Performance Of Monolithic Integrated Series-Connected GaAs Solar Cells Under Concentrated Light

摘要

The concentrator photovoltaic (CPV) system provides excellent cost performance and conversion efficiency by increasing the concentration ratio. The problem is that concentration ratio is limited by short-circuit current density (J_(sc)) due to cell resistance loss. In order to achieve much larger concentration ratio, the monolithically integrated series-connected GaAs photovoltaic (PV) cells were fabricated. By dividing a cell into sub-cells on a chip and connecting them in series, the cell provides smaller short-circuit current (I_(sc)) and larger open-circuit voltage (V_(oc)). This approach can reduce joule energy loss inside a cell without decreasing electrical power output and allow much larger concentration ratio. In our design, 10 series-connected sub-cells, with bypass diodes in parallel with each sub-cell, were integrated monolithically on semi-insulating GaAs.

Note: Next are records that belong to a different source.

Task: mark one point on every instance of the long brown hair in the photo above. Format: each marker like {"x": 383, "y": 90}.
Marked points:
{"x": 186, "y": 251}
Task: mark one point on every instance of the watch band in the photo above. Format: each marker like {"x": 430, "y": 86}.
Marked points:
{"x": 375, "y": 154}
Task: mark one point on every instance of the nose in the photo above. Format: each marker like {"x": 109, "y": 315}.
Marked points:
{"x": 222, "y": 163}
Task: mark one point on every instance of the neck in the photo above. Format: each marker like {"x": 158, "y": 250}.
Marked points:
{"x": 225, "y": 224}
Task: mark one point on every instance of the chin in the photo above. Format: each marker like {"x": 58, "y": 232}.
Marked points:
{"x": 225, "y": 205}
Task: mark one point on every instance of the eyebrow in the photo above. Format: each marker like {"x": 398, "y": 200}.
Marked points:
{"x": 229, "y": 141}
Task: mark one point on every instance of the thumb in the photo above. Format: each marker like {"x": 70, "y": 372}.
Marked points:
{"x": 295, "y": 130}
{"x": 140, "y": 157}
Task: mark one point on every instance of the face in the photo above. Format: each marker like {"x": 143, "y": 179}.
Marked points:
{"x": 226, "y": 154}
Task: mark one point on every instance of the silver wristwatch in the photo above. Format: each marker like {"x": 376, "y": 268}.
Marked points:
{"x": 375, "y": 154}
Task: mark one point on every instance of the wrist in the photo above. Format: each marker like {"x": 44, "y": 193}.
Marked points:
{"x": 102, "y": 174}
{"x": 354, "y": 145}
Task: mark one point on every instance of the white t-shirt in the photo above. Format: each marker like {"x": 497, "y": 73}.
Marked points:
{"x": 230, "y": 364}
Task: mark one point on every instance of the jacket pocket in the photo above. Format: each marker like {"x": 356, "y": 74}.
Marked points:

When some sub-cells in the array were shaded, the bypass diodes prevented the shaded sub-cells from breakdown and reduced fluctuation of power output. The detection area of a unit cell was 1.73 mm~2 and an entire detection area occupied over 68% of the whole chip area. The arrayed 10 cells exhibited V_(oc) of 9.0 V under illumination (AM 1.5G). The series-connected cell achieved maximum efficiency at higher concentration ratio than non-series-connected cell.